Dès lors, les coups durs se sont suivis à un rythme insoutenable pour les partisans des Expos, moins nombreux de mois en mois.

Sur le terrain, l'espoir de 2000 a laissé place à la désillusion. Les Montréalais avaient alors complété la première campagne du nouveau millénaire avec une fiche de 67-95.

L'équipe n'a connu guère plus de succès en 2001, si bien que le 31 mai, Felipe Alou, le visage des Expos depuis près d'une décennie, a été congédié. Rien pour améliorer l'image du duo Samson-Loria, déjà écorchée par la disparition des matchs des Expos à la télévision québécoise...

Parallèlement à ces déboires sur le terrain, le stade au centre-ville de Montréal prenait de plus en plus les allures d'un mirage, devant le refus du gouvernement Bouchard de contribuer financièrement au projet.

C'est dans cette perspective qu'au début de la décennie 2000, chaque match d'ouverture donnait l'impression d'être le dernier.

La suite de la fin

Les assistances en 2001 ne mentaient pas: seulement 619 451 billets ont été vendus pour la saison, une moyenne de 7650 spectateurs par match, la plus faible de l'histoire de la franchise.

Le soutien local pour les Expos n'a pas diminué dans les gradins seulement. À l'aube de cette saison 2001, Loria détenait 92 % des intérêts de l'équipe.

Loria n'aura finalement pas tenu les rênes seul bien longtemps. À l'hiver 2002, quelques mois après un vote du baseball majeur pour dissoudre deux équipes - les Twins étant les autres « heureux élus » - Loria a vendu les Expos à Baseball Expos LP, une société de tutelle détenue par les 29 autres équipes, pour 120 millions de dollars.

Diane Sauvé raconte le déclin des Expos jusqu'à leur départ de Montréal

Dirigés par le président Tony Tavares, le directeur général Omar Minaya et le gérant Frank Robinson, les orphelins des majeures ont surpris en occupant la tête de la Division est après le premier mois d'action en 2002. Mais les Braves d'Atlanta ont vite repris leur position familière et ont gagné le titre de division avec 19 matchs d'avance sur les Expos (83-79), 2es.

Malgré cette fiche honorable, l'équipe perdait peu à peu sa dignité.

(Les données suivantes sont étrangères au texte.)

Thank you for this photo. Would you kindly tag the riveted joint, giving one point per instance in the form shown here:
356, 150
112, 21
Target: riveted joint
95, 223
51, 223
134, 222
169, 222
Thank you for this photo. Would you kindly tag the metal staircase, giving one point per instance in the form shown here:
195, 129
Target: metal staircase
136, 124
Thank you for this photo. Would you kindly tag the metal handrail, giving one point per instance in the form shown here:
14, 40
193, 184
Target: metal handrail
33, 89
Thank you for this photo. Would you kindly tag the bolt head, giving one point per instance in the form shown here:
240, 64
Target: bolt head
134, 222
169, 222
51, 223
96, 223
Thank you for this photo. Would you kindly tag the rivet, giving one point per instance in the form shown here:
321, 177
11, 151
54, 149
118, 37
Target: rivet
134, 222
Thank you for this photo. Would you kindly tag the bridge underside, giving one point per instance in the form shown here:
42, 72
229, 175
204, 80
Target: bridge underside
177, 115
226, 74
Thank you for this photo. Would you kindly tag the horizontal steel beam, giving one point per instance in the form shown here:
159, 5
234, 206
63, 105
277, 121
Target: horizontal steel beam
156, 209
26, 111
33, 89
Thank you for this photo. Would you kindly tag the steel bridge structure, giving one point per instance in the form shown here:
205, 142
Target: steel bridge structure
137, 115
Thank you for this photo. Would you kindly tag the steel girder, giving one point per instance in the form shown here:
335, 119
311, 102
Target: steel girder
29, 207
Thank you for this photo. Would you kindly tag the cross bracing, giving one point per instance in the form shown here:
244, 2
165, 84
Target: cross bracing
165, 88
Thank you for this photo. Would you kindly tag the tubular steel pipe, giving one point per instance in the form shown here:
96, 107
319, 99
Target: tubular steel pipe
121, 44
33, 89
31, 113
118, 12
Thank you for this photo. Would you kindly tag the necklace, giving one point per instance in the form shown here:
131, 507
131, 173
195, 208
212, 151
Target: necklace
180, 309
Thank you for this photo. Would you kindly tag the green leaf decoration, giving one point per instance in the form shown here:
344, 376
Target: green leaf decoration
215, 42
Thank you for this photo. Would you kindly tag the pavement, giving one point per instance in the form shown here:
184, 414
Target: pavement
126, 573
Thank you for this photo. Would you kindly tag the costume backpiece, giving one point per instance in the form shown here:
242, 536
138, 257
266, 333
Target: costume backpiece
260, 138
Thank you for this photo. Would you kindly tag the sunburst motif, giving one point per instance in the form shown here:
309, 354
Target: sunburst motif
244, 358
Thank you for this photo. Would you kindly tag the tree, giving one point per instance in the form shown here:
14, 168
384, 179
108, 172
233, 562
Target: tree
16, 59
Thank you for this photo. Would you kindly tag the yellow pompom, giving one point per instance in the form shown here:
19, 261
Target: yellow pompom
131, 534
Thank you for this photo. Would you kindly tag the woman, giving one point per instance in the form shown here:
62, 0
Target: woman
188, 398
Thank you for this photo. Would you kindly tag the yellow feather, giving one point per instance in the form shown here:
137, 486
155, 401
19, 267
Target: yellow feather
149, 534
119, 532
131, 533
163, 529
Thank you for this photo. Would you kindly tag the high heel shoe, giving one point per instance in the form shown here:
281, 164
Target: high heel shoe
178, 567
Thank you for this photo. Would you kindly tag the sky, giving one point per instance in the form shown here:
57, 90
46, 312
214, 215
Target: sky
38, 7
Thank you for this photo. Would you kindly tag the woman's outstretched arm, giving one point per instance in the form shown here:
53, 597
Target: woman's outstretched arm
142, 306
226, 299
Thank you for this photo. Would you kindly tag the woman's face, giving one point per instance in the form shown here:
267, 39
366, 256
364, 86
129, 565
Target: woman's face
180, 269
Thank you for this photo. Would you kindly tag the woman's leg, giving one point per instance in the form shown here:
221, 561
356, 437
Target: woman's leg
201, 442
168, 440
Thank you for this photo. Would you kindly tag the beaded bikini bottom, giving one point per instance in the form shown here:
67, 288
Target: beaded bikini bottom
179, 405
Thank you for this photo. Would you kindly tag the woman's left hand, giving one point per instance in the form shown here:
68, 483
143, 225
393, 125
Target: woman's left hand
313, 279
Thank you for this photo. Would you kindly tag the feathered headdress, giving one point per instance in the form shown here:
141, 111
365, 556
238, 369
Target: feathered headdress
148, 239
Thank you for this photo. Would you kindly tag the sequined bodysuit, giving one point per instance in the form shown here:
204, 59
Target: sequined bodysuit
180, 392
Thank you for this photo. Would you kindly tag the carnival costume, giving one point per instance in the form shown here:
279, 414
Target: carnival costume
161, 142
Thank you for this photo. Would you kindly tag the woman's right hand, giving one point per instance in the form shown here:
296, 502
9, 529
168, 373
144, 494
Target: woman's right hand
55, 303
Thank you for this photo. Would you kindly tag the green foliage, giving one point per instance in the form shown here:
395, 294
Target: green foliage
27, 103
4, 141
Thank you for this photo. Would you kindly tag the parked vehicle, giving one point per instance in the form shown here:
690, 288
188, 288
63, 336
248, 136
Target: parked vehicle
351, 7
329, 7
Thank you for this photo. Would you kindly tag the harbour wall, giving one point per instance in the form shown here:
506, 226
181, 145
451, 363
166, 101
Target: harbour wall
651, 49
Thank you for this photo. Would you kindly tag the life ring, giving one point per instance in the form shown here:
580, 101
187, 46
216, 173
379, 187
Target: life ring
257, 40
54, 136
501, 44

En 2003, les Expos ont glissé sous garde partagée, entre Montréal et... San Juan, à Porto Rico. Au coeur de la course pour le meilleur deuxième, ils ont même dû disputer d'importants matchs de septembre loin de leurs partisans, devant des spectateurs à l'enthousiasme moyen pour une équipe venue d'aussi loin.

Au même moment, la tutelle a refusé aux Expos le droit de rappeler des joueurs au 1er septembre, comme le font les 29 autres équipes des majeures. Pour des raisons économiques...

« C'était un message aux joueurs. Ça nous a coupé les jambes », a indiqué Minaya au Washington Post, en juillet 2005.

L'espoir d'une dernière course aux séries a disparu en janvier 2004, quand Vladimir Guerrero, la dernière gloire montréalaise, a fait ses valises pour Anaheim, où son casque couvert de résine sera celui des Angels.

La fin

Le 29 septembre 2004, quelques heures avant le dernier match à domicile, le baseball majeur confirme le transfert des Expos à destination de Washington.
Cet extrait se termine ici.